Recently, I “welcomed” Princeton economists Alan Blinder and Paul Krugman to the “supply-side.” I had the idea that they had not admitted that high marginal tax rates reduce the incentive to work and invest. I was wrong.

I don’t have Blinder’s book handy–I’m on a flight–but here are some excerpts from Krugman’s 1994 book, Peddling Prosperity.

If you try to tax people, they will try to find ways to avoid paying. Some people will resort to simple fraud–hiding their income and cooking their books. Some will resort to elaborate legal evasions, arranging for paper losses to offset real gains. But in the United States the main way that people try to avoid taxes is by avoiding doing things that are taxed. Unfortunately, these things include working and investing.

Economists, left and right, have always agreed that the tendency of people to change their behavior to avoid taxes–in the jargon of economists, the distortion of incentives associated with taxation–represents a hidden, extra cost of government. This is a basic truth. (p. 66)

[S]uppose that the government decided to spend an extra $10 billion–1 percent of national income. [He’s dealing with a hypothetical economy whose national income is $1 trillion.] You might think that it could pay for this spending by raising the tax rate 1 point, from 30 to 31 percent. But in fact, this would certainly not be enough, because a rise in the tax rate would induce at least some people to work less hard or work shorter hours. (p. 67)

Furthermore, the reduction in the incentive to work is somewhat more than this number would suggest, because the U.S. tax system is designed to be somewhat progressive, that is, to make high-income people pay a higher share of their income in taxes than lower-income people. This seems reasonable on social grounds, but has the side consequence that the “marginal” tax rate–the rate you pay on the last dollar of your income–is higher than the average tax rate. If the economic program proposed by Bill Clinton in early 1993 passes, very high income individuals will pay a marginal federal tax rate of 46 percent, plus a few extra points for state and local taxes. This is not trivial: without any question, the negative effects of taxes on incentives are significant. (pp. 68-69)

So why did I think that Paul Krugman denied that the incentive effects of high marginal tax rates on high-income people are potentially large? Because when he talks about the supply-siders, the people who essentially brought this insight about incentive effects to the forefront in the economic debates of the late 1970s, he is so hostile to them.

You can’t, for example, agree with the quotes above and, at the same time, deny the Laffer Curve. As I’ve written earlier, the Laffer Curve is necessarily correct. But in this same 1994 book, Krugman writes:

[T]he sophisticated public finance arguments of Martin Feldstein were eventually to give way to the crude and silly Laffer curve. (p. 56)

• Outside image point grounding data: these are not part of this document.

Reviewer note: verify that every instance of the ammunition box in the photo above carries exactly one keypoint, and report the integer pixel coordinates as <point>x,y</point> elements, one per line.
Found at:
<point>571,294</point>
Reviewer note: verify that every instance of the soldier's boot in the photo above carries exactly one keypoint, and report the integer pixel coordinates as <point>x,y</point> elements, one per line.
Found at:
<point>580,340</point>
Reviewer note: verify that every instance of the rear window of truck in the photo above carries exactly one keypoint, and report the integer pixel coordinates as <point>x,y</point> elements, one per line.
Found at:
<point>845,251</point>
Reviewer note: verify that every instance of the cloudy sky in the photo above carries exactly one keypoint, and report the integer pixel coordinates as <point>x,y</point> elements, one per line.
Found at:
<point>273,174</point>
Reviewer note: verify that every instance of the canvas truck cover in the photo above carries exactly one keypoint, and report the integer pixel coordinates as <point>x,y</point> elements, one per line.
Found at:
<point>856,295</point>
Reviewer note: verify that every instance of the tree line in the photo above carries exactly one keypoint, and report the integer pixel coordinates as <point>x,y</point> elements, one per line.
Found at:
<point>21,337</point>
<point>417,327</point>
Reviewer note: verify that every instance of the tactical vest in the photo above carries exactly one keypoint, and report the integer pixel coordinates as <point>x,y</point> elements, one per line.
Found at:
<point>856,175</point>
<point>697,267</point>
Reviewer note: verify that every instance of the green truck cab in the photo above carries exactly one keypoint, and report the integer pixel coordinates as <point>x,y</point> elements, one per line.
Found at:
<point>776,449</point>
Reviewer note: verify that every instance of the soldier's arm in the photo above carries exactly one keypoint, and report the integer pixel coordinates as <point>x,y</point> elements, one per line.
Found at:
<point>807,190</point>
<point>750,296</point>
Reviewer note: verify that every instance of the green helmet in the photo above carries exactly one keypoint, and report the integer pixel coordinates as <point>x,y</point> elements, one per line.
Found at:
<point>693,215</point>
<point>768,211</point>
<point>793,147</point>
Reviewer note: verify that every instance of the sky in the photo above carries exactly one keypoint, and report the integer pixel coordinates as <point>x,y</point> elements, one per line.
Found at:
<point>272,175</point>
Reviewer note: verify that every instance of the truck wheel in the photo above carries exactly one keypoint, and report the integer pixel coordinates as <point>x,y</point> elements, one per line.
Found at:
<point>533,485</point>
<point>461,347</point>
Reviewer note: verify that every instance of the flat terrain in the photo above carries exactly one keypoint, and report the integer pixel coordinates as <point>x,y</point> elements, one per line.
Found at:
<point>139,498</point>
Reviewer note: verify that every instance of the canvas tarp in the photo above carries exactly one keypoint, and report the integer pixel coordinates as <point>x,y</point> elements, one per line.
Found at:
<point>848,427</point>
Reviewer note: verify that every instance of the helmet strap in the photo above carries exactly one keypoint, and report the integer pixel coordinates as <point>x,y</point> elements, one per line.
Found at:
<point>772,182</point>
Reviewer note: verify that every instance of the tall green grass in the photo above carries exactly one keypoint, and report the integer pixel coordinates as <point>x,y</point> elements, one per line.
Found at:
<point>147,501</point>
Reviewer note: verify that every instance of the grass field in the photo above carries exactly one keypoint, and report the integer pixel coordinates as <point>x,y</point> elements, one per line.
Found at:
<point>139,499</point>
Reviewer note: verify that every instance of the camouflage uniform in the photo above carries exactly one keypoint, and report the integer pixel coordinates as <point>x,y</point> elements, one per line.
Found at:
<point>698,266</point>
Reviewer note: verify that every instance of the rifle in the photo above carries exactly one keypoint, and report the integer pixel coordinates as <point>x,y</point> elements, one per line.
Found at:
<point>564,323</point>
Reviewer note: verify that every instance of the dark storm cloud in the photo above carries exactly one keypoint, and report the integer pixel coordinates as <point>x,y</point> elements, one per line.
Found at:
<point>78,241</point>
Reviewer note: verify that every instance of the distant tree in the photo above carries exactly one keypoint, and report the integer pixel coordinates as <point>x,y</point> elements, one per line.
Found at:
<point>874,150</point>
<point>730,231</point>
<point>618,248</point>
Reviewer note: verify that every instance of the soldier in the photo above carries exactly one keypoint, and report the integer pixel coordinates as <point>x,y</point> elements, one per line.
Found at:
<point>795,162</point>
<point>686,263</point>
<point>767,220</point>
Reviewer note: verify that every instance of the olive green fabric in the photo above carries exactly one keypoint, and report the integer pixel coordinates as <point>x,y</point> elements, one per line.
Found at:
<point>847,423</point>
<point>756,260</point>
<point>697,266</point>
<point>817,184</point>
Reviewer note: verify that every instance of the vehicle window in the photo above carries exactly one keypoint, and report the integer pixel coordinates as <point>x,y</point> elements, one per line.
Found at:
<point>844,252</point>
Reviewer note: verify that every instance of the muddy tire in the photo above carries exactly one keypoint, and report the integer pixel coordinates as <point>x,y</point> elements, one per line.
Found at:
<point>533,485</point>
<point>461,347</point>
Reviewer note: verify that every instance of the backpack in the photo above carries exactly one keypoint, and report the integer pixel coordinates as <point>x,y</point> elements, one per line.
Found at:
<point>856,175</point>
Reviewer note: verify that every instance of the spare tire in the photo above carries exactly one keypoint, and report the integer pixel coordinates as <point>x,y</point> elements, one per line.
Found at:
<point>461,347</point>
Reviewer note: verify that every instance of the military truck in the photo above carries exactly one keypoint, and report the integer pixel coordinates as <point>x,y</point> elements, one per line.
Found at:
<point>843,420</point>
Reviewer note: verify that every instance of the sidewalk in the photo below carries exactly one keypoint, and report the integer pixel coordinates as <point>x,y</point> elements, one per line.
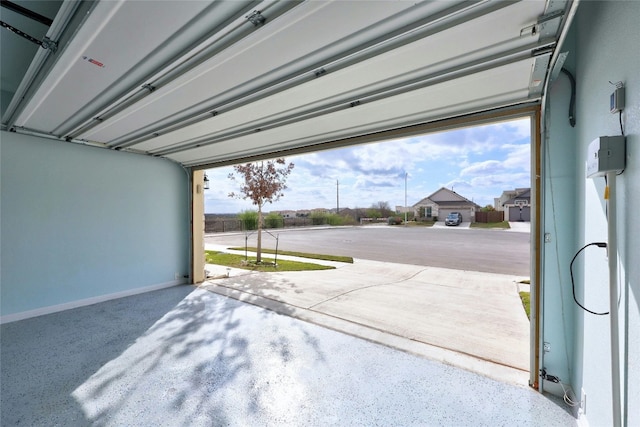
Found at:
<point>467,319</point>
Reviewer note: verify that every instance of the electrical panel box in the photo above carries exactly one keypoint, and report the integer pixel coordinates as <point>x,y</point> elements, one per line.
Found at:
<point>606,154</point>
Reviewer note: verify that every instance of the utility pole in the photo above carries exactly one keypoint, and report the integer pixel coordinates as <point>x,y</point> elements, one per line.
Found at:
<point>405,199</point>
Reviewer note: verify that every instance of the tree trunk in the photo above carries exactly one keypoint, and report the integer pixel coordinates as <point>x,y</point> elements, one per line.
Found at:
<point>259,245</point>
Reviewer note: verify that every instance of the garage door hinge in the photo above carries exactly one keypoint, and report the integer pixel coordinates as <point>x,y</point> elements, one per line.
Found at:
<point>49,44</point>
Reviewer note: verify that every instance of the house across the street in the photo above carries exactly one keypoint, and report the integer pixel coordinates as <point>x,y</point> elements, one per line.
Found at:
<point>443,202</point>
<point>516,204</point>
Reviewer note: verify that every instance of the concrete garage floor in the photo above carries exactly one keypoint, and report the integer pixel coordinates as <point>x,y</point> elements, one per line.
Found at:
<point>188,357</point>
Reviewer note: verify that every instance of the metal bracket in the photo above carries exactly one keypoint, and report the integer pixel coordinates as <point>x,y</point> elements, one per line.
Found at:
<point>256,18</point>
<point>47,43</point>
<point>534,29</point>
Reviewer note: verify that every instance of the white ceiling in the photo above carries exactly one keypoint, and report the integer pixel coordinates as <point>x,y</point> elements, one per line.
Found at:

The Laffer Curve is crude: so are demand and supply curves. But they’re all awfully useful. So it’s not silly.

Indeed, later in the book, Krugman recognizes that the Laffer Curve is not silly. He writes:

Nobody questions that something like the Laffer curve exists; but even the supply-siders are skeptical about whether the U.S. economy is really in the “backward-sloping” section. (p. 95)

This is an interesting admission on Krugman’s part for two reasons. First, he recognizes, as one must, that the Laffer curve exists. Second, he admits that supply-siders don’t kid themselves that we are in the backward-bending portion, the part where an increase in tax rates reduces government revenues and a decrease in tax rates increases government revenues. I so miss the Paul Krugman of the 1990s.